PDA

View Full Version : [ubuntu] VPS Refusing Key from Putty



th3ant
February 7th, 2013, 04:01 PM
Not to sure if this is the right place to post this, let me know if I'm wrong. I'll try to go through this as quickly as possible to save your time:


I have an Ubuntu 12.04 LTS VPS and am using ssh to connect to it.
I have generated a 4096 bit SSH-2 RSA key for it with puttygen.exe and am using it within putty to connect to the server (From Windows 8 Pro).
I connect with the IP and customised Port - which has been allowed in the VPS firewall - and the server has the correct public key in the default "~/.ssh/authorized_keys" file.
I connect through and type in my username, and then it says "Server Refused Our Key".
As the moment I now have to type my password as I have set the VPS so that I can log in without key, just VPS user credentials. Obviously I will want to remove this and make it use the key, Any Ideas?
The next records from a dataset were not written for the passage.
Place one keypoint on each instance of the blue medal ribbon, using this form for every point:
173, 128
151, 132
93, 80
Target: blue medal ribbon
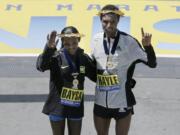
72, 64
106, 49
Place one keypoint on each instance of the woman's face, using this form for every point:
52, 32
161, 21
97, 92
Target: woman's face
71, 44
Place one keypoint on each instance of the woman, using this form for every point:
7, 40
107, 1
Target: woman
68, 67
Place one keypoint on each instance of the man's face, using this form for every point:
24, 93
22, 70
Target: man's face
71, 44
109, 24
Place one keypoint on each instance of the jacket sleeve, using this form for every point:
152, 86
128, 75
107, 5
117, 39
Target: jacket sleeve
151, 57
44, 60
90, 68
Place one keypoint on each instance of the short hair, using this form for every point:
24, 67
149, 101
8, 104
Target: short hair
69, 30
109, 7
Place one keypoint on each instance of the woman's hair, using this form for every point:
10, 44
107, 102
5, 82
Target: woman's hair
109, 7
69, 30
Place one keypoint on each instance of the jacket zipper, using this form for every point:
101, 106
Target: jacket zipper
106, 99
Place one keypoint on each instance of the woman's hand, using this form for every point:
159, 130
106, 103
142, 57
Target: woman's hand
146, 38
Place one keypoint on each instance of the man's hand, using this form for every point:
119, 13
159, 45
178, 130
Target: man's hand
51, 40
146, 38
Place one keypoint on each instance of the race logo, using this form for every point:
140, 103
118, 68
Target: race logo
71, 97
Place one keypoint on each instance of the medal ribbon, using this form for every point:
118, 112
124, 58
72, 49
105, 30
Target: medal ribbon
72, 65
106, 49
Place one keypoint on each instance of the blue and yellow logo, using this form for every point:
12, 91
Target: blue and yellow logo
24, 24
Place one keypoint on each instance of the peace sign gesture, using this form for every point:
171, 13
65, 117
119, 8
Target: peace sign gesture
51, 40
146, 38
And the reaally weird thing is, if I then "Duplicate" the putty session (go to Menu -> Duplicate Session) and then log in, the key is accepted, even though the key didn't work a minute before on a brand new session! What could be going wrong?

steeldriver
February 7th, 2013, 04:19 PM
Hello and welcome

How did you transfer the public key from puttygen to the remote host's authorized_keys file? There's a quirk with the key format which basically means you need to copy / paste the literal key from the top pane of the puttygen window - NOT use the 'Save public key' file (which is in the wrong format for openSSH)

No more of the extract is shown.